Cybersecurity experts at SentinelLabs have discovered a new Chinese-speaking hacking group known as "DragonSpark" that is using Golang source code interpretation to evade detection while launching espionage attacks against organizations in East Asia. The group relies on a little-known open-source tool called SparkRAT to steal sensitive data from compromised systems, execute commands, perform lateral network movement, and more.

Vulnerable Infrastructure

The threat actors leverage compromised infrastructure in China, Taiwan, and Singapore to launch their attacks, while the intrusion vector observed by SentinelLabs is vulnerable to MySQL database servers exposed online. The group accesses these servers by deploying webshells through SQL injection, cross-site scripting, or web server vulnerabilities.

SparkRAT: A Feature-Rich Remote Access Tool

Once inside, the attackers deploy SparkRAT, a Golang-based open-source tool that can run on Windows, macOS, and Linux. SparkRAT offers a wide range of features that allow attackers to remotely execute PowerShell and Windows system commands, manipulate Windows functions, and perform file actions such as downloading, uploading, or deletion.

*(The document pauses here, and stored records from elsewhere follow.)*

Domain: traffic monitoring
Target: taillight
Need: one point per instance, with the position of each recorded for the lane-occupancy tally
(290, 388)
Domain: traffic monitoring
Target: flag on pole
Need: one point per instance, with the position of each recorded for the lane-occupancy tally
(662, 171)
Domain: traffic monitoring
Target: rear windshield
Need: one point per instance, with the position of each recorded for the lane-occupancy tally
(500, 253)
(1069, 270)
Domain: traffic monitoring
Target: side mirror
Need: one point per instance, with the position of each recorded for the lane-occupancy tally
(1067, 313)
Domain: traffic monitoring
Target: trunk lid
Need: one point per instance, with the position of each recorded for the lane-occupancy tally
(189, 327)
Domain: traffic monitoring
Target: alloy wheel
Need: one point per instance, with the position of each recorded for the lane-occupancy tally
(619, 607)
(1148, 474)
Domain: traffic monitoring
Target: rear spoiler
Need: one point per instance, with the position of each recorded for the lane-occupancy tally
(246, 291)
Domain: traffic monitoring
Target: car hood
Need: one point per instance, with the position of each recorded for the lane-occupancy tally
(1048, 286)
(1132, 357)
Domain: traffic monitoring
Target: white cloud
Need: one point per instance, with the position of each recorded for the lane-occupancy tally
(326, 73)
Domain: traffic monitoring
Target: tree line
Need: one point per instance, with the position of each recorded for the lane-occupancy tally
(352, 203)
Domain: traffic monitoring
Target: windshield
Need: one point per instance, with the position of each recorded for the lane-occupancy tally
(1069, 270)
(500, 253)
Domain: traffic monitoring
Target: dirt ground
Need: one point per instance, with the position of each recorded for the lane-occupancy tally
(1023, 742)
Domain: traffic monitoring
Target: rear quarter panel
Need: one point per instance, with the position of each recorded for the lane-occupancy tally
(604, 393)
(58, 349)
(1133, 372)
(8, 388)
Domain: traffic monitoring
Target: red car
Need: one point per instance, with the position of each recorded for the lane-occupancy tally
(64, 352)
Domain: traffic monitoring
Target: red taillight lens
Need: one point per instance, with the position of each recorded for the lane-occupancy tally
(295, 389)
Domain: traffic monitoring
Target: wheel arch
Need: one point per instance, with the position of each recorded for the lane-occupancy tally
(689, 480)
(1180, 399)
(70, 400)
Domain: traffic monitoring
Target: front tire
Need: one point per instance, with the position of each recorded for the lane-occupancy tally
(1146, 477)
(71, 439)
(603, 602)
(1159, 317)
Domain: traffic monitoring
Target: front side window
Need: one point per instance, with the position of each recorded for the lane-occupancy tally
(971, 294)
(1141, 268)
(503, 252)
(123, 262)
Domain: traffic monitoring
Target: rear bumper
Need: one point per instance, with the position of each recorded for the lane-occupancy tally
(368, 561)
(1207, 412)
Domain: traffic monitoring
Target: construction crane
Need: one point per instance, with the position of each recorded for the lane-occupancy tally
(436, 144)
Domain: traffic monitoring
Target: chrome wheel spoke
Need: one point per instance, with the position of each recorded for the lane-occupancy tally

Additionally, it can steal system information or capture screenshots and exfiltrate them to the command and control (C2) server. The tool uses the WebSocket protocol to communicate with the C2 server and can automatically upgrade itself, constantly adding new features.

Other Tools Used by DragonSpark

Besides SparkRAT, DragonSpark also uses the SharpToken and BadPotato tools for privilege escalation and the GotoHTTP tool for establishing persistence on the breached system.

Golang Source Code Interpretation: A Complex but Effective Technique

However, what makes the campaign stand out is the use of Golang source code interpretation to execute code from Go scripts embedded in the malware binaries. This Go script opens a reverse shell so that threat actors can connect to it using Metepreter for remote code execution. This technique is a rather complex but compelling static analysis hindering technique, as most security software only evaluates the behavior of compiled code rather than source code.

DragonSpark: A New Chinese-Speaking Hacking Group

DragonSpark does not appear to have any notable overlaps with other Chinese-speaking hacking groups; hence, SentinelLabs assigned the cluster a new name. Its operations were first spotted in September 2022, involving the Zegost malware, historically associated with Chinese espionage-focused APTs (advanced persistent threats). The webshell DragonSpark planted onto compromised servers was "China Chopper," now commonly used by threat actors worldwide. Also, all of the open-source tools used by DragonSpark were developed by Chinese authors, which strongly indicates that the threat actors have ties to the country. DragonSpark used compromised networks in Taiwan, Hong Kong, China, and Singapore belonging to gambling-related companies, art galleries, travel agencies, and schools.

Here Golang source code interpretation is leveraged by DragonSpark is a new technique that poses a significant threat to organizations in East Asia. The group's use of a feature-rich remote access tool like SparkRAT, along with other tools for privilege escalation and persistence, makes them a formidable threat. Organizations should be aware of this group and take appropriate measures to protect their networks, such as regularly patching vulnerabilities, monitoring for unusual activity, and implementing proper incident response plans.